Trains and trams busy but moving
Alternatives to Dublin Bus coping with extra passengers
On the first full working day of the bus strike, Dart and commuter trains did a brisk trade but there was no difficulty in accommodating passengers who usually take the bus. Photograph: Bryan O’Brien
Trains and trams were busy but not overstretched yesterday as commuters sought alternatives to Dublin Bus services.
On the first full working day of the bus strike, Dart and commuter trains did a brisk trade but there was no difficulty in accommodating passengers who usually take the bus.
The timing of the strike meant there was room on trains which there would not have been at other times of the year.
“Apart from Christmas and new year, this would be our quietest time for daily commuters. So there is no requirement to put on extra trains, and we’ve had no reports of anyone being left behind on the platform,” said Mr Kenny.
Luas operator Veolia also said it was managing to take extra passengers without increasing the frequency of trams.
“This is normally a quiet time for us from a capacity point of view. We run the same timetable all year round, and the frequency of trains would be about four to six minutes, so we’re managing to facilitate all passengers,” a spokeswoman said.

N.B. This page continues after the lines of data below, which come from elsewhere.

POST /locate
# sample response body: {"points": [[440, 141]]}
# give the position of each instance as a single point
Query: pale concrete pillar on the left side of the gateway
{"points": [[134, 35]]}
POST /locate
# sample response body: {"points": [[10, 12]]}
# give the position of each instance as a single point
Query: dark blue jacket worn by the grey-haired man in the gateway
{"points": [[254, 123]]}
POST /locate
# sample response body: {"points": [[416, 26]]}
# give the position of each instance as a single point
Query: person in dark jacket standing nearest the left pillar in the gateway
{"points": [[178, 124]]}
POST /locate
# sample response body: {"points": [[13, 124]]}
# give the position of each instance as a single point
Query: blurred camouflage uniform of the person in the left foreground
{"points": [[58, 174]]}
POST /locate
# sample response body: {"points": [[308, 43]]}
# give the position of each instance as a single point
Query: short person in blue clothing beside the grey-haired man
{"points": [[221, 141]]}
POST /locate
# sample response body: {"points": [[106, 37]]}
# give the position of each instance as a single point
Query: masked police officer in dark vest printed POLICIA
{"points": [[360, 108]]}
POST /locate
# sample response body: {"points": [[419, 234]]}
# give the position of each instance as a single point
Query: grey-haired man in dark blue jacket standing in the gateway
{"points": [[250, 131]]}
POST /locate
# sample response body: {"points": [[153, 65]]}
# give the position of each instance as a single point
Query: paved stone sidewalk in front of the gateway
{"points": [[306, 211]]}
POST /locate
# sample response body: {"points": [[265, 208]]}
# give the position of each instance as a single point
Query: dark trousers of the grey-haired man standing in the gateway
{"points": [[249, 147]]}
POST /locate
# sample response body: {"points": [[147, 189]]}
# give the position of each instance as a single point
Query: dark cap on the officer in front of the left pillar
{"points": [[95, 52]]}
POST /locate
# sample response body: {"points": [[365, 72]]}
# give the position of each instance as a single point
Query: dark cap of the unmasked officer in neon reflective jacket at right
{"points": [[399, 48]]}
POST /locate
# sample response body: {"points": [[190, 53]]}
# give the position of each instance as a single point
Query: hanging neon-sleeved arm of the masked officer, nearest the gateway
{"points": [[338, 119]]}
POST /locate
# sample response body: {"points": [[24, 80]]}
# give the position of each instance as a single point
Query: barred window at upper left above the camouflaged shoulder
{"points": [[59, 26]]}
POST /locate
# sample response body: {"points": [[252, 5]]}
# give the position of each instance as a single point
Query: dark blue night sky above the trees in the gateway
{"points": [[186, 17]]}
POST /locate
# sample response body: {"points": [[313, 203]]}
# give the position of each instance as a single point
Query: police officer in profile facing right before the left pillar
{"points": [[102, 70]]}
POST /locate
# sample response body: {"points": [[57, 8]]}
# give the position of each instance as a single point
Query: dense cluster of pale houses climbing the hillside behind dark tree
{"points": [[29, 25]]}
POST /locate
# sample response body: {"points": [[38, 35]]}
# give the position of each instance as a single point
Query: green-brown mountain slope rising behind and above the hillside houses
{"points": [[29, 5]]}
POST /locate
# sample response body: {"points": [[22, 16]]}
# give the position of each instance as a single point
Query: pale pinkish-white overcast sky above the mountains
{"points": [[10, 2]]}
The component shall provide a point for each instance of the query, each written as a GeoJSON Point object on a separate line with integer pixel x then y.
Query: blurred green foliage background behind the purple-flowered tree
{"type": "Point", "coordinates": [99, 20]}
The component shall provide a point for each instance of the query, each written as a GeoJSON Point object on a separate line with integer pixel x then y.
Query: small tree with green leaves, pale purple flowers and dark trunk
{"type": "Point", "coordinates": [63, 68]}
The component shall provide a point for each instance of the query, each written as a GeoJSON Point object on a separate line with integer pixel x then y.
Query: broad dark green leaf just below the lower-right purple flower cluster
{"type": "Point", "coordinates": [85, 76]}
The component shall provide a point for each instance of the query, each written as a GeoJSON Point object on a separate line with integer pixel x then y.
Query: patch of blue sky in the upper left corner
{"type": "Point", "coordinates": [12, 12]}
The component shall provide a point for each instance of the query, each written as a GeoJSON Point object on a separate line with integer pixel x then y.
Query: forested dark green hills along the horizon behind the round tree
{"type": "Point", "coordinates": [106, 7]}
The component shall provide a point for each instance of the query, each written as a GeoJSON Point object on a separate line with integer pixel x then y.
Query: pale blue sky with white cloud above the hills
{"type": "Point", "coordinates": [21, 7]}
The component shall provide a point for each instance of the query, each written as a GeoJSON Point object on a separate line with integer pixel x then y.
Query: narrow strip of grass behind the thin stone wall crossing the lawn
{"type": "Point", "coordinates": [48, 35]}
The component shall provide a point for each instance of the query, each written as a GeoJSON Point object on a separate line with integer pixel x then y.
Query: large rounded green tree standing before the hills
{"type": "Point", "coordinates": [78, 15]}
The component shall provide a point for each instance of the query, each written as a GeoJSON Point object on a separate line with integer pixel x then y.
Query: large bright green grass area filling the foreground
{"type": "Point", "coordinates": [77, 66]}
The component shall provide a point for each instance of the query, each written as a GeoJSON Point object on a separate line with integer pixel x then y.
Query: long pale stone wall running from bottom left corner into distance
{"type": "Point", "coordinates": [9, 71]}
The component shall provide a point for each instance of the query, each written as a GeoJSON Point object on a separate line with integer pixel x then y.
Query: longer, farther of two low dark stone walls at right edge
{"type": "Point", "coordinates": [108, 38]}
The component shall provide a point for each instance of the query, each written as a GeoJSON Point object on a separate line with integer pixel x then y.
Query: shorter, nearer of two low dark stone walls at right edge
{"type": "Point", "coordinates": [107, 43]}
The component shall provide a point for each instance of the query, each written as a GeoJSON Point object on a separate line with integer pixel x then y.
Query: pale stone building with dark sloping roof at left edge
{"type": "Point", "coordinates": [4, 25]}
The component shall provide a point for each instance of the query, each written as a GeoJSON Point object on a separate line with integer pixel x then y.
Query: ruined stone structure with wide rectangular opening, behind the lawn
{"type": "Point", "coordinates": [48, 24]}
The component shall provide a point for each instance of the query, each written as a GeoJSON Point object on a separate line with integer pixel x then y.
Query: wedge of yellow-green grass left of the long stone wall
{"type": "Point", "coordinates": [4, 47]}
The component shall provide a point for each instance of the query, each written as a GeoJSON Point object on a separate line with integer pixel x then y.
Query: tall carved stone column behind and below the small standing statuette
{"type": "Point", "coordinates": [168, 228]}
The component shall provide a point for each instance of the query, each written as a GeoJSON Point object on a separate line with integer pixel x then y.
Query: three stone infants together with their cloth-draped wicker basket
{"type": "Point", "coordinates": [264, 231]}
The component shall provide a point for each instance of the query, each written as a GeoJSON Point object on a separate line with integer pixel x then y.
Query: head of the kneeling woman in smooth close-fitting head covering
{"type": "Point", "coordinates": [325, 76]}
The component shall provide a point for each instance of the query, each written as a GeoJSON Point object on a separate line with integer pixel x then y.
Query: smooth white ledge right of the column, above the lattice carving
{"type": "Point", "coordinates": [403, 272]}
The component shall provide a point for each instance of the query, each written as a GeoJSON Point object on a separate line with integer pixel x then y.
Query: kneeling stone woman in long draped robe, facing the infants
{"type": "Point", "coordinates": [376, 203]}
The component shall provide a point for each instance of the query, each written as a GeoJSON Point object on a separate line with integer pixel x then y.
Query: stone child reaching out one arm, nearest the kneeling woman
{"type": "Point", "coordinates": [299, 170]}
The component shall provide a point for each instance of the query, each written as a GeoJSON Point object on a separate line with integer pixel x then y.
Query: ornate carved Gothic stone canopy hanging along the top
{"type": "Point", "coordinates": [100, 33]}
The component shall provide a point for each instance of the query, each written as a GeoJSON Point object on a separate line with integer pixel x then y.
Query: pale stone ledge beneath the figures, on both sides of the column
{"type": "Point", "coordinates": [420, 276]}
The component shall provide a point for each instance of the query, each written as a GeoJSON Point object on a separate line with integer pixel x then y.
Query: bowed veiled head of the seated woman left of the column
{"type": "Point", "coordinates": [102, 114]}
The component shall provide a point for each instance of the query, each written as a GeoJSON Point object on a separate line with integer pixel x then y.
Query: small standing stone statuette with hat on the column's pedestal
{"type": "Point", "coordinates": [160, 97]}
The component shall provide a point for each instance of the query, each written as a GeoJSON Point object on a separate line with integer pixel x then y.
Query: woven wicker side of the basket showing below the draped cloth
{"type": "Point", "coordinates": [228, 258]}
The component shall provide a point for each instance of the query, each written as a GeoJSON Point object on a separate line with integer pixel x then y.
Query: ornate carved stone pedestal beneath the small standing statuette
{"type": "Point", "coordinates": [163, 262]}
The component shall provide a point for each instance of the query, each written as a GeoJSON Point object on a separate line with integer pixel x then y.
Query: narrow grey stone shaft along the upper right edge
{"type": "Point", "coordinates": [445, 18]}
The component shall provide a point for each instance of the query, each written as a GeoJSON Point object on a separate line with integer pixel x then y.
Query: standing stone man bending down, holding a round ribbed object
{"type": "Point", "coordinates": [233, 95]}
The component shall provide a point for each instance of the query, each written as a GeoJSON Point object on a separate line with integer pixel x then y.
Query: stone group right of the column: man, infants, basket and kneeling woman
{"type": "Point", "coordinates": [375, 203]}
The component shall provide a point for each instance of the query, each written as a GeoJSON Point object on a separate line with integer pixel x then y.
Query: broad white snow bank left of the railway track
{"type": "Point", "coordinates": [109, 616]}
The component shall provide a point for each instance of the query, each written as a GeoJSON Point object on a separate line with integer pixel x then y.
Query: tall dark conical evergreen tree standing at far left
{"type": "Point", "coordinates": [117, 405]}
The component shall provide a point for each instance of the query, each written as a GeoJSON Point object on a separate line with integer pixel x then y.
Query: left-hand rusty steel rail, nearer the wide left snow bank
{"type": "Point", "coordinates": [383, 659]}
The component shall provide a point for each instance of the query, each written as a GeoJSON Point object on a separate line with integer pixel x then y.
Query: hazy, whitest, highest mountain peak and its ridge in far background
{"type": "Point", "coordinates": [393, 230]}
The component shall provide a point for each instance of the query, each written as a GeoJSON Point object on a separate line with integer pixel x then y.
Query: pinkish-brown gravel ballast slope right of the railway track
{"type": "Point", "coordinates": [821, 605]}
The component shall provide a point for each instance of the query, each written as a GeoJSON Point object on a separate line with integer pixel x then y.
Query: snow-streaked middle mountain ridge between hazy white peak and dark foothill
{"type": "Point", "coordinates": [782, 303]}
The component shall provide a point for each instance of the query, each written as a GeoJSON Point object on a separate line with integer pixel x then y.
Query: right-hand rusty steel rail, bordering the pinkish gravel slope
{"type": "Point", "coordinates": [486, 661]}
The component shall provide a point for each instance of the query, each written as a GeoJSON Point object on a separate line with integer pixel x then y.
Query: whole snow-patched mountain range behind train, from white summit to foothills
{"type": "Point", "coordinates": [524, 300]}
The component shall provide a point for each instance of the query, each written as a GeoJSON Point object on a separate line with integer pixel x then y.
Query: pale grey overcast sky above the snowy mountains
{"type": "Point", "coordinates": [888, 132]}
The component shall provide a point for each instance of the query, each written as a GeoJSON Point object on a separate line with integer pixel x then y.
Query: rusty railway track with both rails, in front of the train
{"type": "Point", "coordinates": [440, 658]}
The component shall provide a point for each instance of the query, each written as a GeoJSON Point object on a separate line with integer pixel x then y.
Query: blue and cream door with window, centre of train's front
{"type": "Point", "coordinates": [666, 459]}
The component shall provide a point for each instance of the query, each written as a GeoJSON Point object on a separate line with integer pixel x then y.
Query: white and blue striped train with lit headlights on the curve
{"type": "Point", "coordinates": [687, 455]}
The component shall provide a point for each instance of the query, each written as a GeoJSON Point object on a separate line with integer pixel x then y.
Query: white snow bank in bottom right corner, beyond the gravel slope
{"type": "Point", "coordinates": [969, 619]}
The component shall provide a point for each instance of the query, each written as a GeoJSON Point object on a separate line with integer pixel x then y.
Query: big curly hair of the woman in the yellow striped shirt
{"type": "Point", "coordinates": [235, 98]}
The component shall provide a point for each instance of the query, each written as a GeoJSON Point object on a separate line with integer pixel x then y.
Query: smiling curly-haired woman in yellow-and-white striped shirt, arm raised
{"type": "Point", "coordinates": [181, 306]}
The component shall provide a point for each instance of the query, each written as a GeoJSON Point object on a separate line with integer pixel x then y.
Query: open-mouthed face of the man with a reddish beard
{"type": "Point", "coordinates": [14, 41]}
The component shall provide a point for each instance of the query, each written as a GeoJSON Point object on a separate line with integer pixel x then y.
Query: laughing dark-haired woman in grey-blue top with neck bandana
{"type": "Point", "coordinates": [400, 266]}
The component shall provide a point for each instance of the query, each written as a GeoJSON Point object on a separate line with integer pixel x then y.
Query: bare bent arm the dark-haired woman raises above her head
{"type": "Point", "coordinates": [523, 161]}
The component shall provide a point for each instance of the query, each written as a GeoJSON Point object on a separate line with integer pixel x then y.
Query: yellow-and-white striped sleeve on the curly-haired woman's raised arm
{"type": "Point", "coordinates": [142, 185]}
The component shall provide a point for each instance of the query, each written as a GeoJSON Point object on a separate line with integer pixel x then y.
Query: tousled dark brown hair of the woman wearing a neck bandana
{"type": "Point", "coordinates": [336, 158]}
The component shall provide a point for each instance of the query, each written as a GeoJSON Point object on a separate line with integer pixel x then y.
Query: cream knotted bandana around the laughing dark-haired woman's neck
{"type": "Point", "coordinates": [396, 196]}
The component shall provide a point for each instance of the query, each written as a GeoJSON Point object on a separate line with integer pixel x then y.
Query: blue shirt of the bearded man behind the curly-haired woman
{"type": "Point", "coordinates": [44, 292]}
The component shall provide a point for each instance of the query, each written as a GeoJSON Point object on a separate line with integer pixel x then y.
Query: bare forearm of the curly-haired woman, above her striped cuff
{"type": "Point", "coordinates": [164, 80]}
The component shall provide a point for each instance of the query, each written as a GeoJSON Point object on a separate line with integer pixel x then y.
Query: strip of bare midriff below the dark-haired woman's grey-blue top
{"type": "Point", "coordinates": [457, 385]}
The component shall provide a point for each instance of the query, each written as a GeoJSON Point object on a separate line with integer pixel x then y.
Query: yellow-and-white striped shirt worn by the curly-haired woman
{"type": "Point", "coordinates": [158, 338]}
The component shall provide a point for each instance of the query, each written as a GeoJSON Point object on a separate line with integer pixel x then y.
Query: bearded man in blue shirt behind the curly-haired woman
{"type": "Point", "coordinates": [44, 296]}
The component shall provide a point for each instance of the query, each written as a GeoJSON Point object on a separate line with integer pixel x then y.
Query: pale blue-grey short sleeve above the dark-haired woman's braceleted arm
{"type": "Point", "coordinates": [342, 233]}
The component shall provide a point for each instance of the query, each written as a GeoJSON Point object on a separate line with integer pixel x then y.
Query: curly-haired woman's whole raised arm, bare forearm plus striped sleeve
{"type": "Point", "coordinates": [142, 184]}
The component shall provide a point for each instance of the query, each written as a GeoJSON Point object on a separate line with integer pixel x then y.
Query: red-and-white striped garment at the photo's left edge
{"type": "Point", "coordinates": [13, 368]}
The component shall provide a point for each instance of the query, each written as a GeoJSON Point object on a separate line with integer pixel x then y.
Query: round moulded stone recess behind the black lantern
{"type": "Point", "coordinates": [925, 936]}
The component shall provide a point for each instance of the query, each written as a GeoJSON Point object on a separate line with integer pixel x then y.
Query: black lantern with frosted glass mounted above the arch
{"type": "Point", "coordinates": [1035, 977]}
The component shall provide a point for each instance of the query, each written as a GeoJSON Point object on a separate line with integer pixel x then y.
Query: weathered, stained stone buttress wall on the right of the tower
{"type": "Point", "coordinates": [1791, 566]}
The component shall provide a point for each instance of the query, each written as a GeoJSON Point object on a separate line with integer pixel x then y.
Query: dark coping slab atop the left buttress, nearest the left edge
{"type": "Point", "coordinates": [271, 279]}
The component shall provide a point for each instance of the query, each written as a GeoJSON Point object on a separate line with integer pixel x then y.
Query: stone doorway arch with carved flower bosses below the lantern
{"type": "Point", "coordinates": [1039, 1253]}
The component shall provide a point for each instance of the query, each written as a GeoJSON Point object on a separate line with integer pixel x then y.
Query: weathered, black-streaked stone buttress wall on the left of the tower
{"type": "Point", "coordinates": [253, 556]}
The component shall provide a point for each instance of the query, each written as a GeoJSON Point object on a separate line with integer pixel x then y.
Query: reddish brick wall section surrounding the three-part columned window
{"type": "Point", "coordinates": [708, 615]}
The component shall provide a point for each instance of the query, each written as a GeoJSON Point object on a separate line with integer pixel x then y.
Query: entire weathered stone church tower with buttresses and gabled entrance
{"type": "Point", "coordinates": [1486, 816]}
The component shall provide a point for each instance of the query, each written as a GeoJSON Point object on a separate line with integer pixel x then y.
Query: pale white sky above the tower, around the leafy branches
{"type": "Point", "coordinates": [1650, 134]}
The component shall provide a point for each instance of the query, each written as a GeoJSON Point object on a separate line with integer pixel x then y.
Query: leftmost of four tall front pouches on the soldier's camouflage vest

Some stations had been particularly busy yesterday morning, but there were no significant problems in passengers accessing trams.
“Heuston Station and Dundrum were busier than normal. At peak times, you may not get the first one, but you will get the second.”
Passengers had been “very understanding” about services been busier than usual for the time of year, she added.
Dublin City Council said there had been no significant increase in usage of the Dublin Bikes since the strike started, but a spokesman said the bikes were more commonly used by people moving around the centre than by commuters accessing the city.
Private bus operators and taxi firms reported a brisk trade yesterday.